Alpharetta, GA (PRWEB) August 27, 2008
As reported by the Birmingham Business Journal earlier this year, the incidence of commercial and industrial loan defaults is "soaring". Alabama's largest branch system reported defaulted commercial and industrial loans in excess of $100 million.
As lending standards in the credit markets continue to tighten, the issue of debt service coverage is becoming even more crucial to real estate investors and the banks that lend to them. In times like these, it is imperative that both investors and banks explore all sources of cash flow in the underwriting process, as both parties are equally vested in its successful outcome. For banks, the issue is the risk/return profile on the loan. For investors, it is access to the cash they need to successfully finance and close real estate deals.
The good news is that a solution exists. It is Cost Segregation. iParametrics offers a new tool to combat commercial loan defaults.
Cost Segregation is the use of engineering due diligence on real estate to identify and value short-life tax assets. These short life assets afford the investor near-term (Typically 5, 7, or 15 year) tax depreciation deductions that would otherwise be spread over 39 years. This acceleration of deductions dramatically increases near term cash flow.
Cost Segregation produces extra cash flow exactly when both lenders and investors want to see it - during the payback period of the loan.
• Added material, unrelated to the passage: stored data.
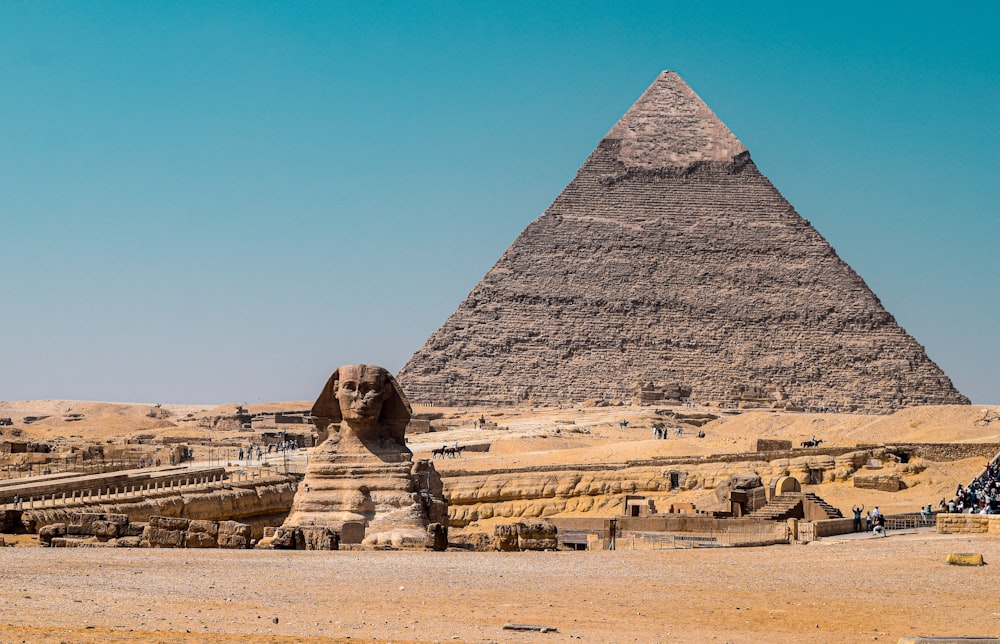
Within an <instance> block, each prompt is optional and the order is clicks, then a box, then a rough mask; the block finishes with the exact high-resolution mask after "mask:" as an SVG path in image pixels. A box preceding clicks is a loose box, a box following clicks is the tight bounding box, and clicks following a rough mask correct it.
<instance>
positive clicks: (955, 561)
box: [947, 552, 985, 566]
mask: <svg viewBox="0 0 1000 644" xmlns="http://www.w3.org/2000/svg"><path fill="white" fill-rule="evenodd" d="M947 561H948V563H949V564H950V565H952V566H982V565H984V563H985V562H984V561H983V555H982V553H971V552H952V553H950V554H949V555H948V559H947Z"/></svg>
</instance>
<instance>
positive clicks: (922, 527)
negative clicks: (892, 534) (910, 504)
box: [885, 512, 937, 530]
mask: <svg viewBox="0 0 1000 644" xmlns="http://www.w3.org/2000/svg"><path fill="white" fill-rule="evenodd" d="M936 525H937V517H936V516H935V515H934V514H923V513H920V512H911V513H909V514H887V515H885V529H886V530H915V529H917V528H933V527H935V526H936Z"/></svg>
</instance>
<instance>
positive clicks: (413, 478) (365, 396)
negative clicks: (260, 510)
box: [260, 365, 448, 549]
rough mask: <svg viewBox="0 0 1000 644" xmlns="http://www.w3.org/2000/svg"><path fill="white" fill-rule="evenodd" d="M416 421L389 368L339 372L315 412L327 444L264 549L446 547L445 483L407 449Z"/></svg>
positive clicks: (313, 412)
As such, Cost Segregation is a powerful tool to help investors service debt.
Additionally, the 2008 Economic Stimulus Act signed into law by President Bush, contains special provisions that enhance the ability of a Cost Segregation study to accelerate depreciation deductions. According to iParametrics employee and cost segregation expert, John Shepardson, Cost Segregation's power to diminish the risk of commercial Real Estate loans has never been greater than right now.
In discussing Cost Segregation's role in the 2008 commercial real estate market, Shepardson notes, "Cost Segregation is a formidable foe of risk that might otherwise derail real estate deals in 2008. As it improves debt service coverage for real estate investors and reduces risk for lenders, it represents the classic 'win-win' proposition. In a tightening credit market, it is a tool that all lenders and real estate investors should be considering."
John Shepardson is a Civil Engineer and an IRS Enrolled Agent. He serves as the director of the Cost Segregation practice for iParametrics, LLC, a consulting firm based in Alpharetta, GA.